For comparison, a typical 60-watt incandescent provides about 860 lumens, and you can get 900 lumens out of a 14-watt fluorescent, so they stack up pretty well there. All three Cree bulbs are rated to last 22.8 years, when used for about three hours a day, and at 9.5W the least efficient of the three is estimated to cost about $1.14 a year to light your home at that rate.
We got to try two of the "warm white" 60W bulbs for ourselves, and were immediately impressed by the design, too:
Not only does Cree's bulb look like a traditional incandescent, with a nice warm glow, but it throws light in almost every direction as well. Many existing LED light bulbs have a fairly narrow configuration of diodes that can cast a rather uneven pattern, but Cree's is better than most, with an "LED filament tower" of LEDs that hits almost every spot evenly except the very top of the bulb. They turn on immediately with no perceivable delay. The bulb's also merely warm to the touch, thanks to a frosted rubberized coating. The oddest part is the weight: at four ounces, each Cree bulb weighs four times a typical incandescent.

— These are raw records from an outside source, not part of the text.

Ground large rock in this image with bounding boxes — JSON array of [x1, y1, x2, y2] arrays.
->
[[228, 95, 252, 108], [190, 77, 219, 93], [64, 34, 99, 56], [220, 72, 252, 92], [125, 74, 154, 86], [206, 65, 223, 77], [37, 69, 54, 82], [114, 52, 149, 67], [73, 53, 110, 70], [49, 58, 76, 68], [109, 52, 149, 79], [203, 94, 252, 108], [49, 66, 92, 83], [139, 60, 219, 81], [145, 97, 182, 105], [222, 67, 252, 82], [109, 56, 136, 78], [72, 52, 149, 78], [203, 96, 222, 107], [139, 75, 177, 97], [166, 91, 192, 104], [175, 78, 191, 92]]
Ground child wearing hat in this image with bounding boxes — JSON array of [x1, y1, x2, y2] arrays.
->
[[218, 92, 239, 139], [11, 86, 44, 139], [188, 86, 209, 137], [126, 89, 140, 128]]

All this said, you're still looking to spend over $10 on a single light bulb, a hard sell when you can pick up packages of compact fluorescents for $1.25 each or incandescents for $0.25 a pop, but LED has its advantages: they can be dimmed and placed upside down unlike many CFLs, don't contain mercury, and are obviously far more efficient than many incandescents. LED just took a big leap towards consumer acceptance with Cree's offering, that's for sure.
Maybe we won't need smart bulbs to sell the world on LEDs after all.